The buzz surrounding Aravind Adiga’s 2008 Man Booker prize grabbing debut novel,
The White Tiger, has been enormous and not without reason.
The White Tiger is a fantastic story, narrated brilliantly by an amoral Indian servant who murders his master, makes off with a large sum of money and sets up a business that grows to become worth many more times the sum he “borrowed”. Local tradition demands that anyone telling a story must pray to a Higher Power, in Balram’s words “kiss arse”, and so he takes a moment to kiss the arses of the 36,000,004 gods Christians, Hindus and Muslims have between them before he begins his dark story.

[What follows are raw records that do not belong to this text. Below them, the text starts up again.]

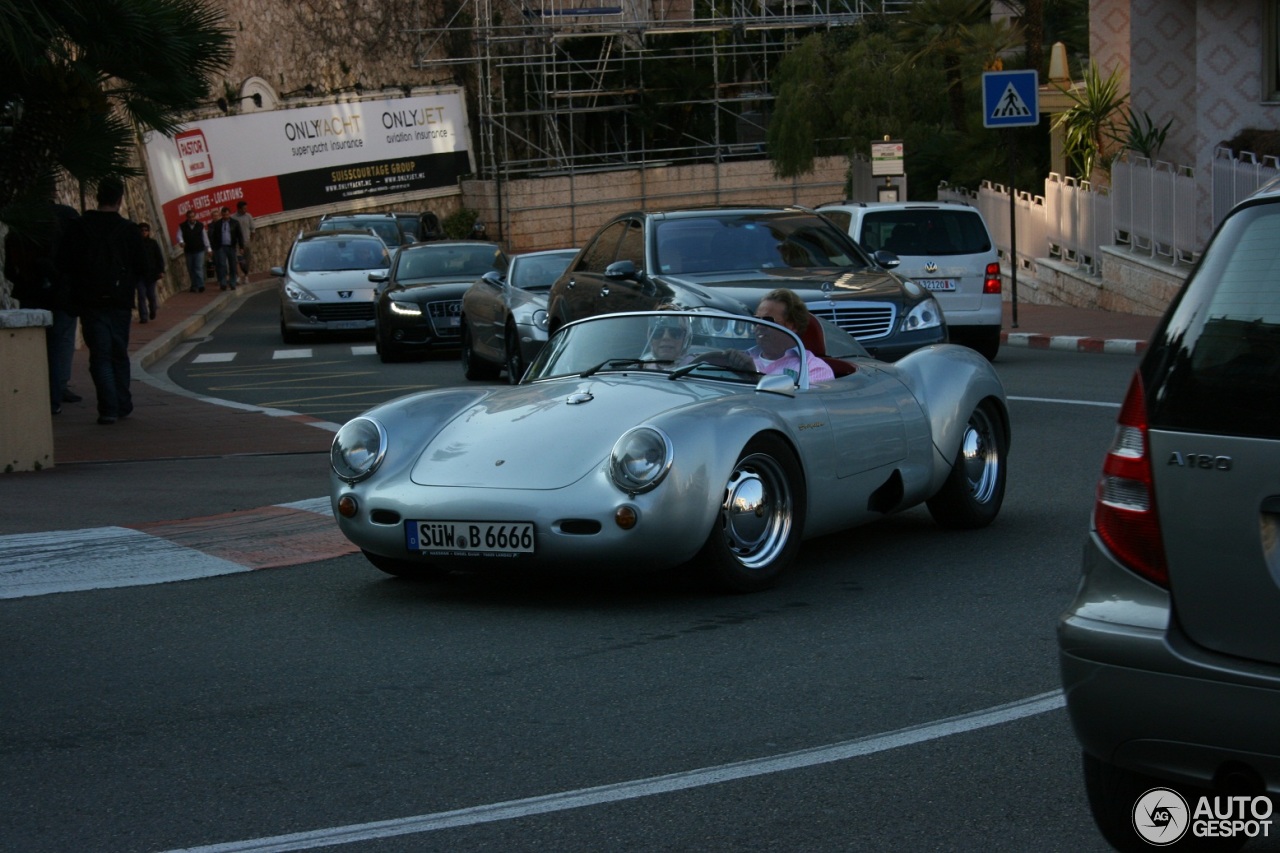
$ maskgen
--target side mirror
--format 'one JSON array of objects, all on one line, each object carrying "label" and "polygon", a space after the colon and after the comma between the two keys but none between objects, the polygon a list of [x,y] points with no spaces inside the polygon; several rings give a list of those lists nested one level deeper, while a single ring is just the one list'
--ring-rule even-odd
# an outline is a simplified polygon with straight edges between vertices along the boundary
[{"label": "side mirror", "polygon": [[491,284],[494,287],[502,287],[502,273],[497,270],[489,270],[487,273],[480,276],[480,279],[484,281],[485,284]]},{"label": "side mirror", "polygon": [[612,279],[622,279],[631,281],[639,281],[640,274],[636,271],[635,261],[614,261],[604,268],[604,277]]},{"label": "side mirror", "polygon": [[272,267],[271,274],[276,278],[284,278],[284,267]]},{"label": "side mirror", "polygon": [[389,278],[390,276],[387,275],[386,270],[378,270],[377,272],[369,273],[369,281],[373,282],[374,284],[381,284],[384,281],[389,280]]},{"label": "side mirror", "polygon": [[893,252],[890,252],[888,249],[880,249],[874,255],[872,255],[871,258],[876,262],[877,265],[887,270],[891,270],[894,267],[896,267],[898,264],[902,263],[902,259],[899,258],[897,255],[895,255]]}]

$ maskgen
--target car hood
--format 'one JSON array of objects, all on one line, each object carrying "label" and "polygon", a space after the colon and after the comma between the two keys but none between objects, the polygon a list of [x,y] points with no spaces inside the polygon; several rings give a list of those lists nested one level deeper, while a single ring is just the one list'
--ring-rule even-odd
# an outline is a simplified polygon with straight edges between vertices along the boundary
[{"label": "car hood", "polygon": [[410,477],[420,486],[559,489],[598,468],[631,427],[733,393],[733,386],[666,374],[495,388],[431,438]]},{"label": "car hood", "polygon": [[397,302],[434,302],[440,299],[461,299],[471,287],[475,277],[433,278],[430,281],[400,284],[387,290],[387,298]]},{"label": "car hood", "polygon": [[312,293],[334,293],[350,290],[355,298],[373,298],[373,282],[369,273],[373,270],[320,270],[318,272],[293,272],[289,277]]},{"label": "car hood", "polygon": [[760,298],[770,290],[785,287],[806,303],[826,299],[858,299],[871,302],[904,301],[902,282],[878,269],[857,272],[778,269],[750,273],[715,275],[655,276],[662,295],[681,308],[710,307],[735,314],[754,313]]}]

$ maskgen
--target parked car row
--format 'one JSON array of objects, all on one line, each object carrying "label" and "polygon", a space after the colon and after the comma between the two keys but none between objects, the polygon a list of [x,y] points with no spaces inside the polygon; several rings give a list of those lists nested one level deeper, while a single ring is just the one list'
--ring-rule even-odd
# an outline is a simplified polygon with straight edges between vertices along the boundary
[{"label": "parked car row", "polygon": [[[779,287],[878,358],[949,339],[988,359],[999,348],[999,264],[981,215],[965,205],[637,211],[607,222],[580,250],[515,258],[488,241],[433,239],[428,216],[350,214],[319,225],[367,229],[393,253],[368,270],[375,339],[387,361],[457,347],[468,378],[505,371],[517,382],[547,335],[574,320],[660,305],[751,314]],[[346,292],[355,302],[368,288]],[[296,315],[291,308],[282,294],[282,318]],[[282,319],[282,330],[348,328],[315,313],[308,324]]]}]

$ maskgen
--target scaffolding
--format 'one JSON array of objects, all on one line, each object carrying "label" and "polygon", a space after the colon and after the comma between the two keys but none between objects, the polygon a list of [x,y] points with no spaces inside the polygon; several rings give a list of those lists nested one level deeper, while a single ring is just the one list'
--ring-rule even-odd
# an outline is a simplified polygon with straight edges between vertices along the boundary
[{"label": "scaffolding", "polygon": [[783,55],[909,2],[443,0],[414,66],[467,84],[480,178],[760,158]]}]

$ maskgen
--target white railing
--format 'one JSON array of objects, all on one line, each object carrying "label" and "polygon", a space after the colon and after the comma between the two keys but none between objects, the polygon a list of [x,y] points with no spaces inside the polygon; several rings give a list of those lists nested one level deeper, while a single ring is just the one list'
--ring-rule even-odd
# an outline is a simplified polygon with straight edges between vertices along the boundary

At first Munna Balram , the protagonist, sounds like a servant who has discovered he can write and the first few pages don’t hook. He tells his story in seven nights via letters addressed to the Premier of China. He is brought up in “the darkness”, one of the two sides of India. It’s the side of India mired in poverty and far from the glitz of the big cities suffused with the wealth from the outsourced American companies. Here children dream to be bus conductors dressed in smart khaki uniforms with silver whistles; men struggle to feed large families with meager wages, and local politicians rig election after election, returning again and again with hollow promises and overtaxing the subservient masses.
Balram is christened
White Tiger during a surprise school inspection, for his singular academic aptitude despite the decay and inefficiency of the local school system. He is forced to stop schooling by his brash, calculating grandmother but he never stops learning about life. Slowly but gradually he figures out why the impoverished masses never get out of the ‘Rooster coop’- the rat race, even as his disgust and discomfort with the life he lives now and the limited future ahead of him builds up.
He hires himself out as a driver to Ashok, a young man fresh from America and said to be ‘soft’ in the head because his American ways are ill-suited for the jungle he has returned to. Ashok is trusting and fickle; the weakest link in a family of shrewd and ruthless landlords and it’s his throat Balram slits on their way to bribe politicians. Balram in effect becomes that rare person in multitudes who break away from the mental shackles that bind the typical, unambitious, arse kissing, Indian servant to the same pathetic pattern of birth, poverty and death.
The White Tiger shows India throat deep in the corruption and moral decay that is pervasive in third world countries. Adiga brings the experience and skill that made him a seasoned correspondent for
Time Magazine into his story telling. Balram is a voice for the masses stuck down in the impenetrable darkness of India's slums, making
The White Tiger evoking and unforgettable. Adiga’s fresh voice and style make him one of the White Tigers of literature, that rare literary talent with a fresh voice and a stirring first novel.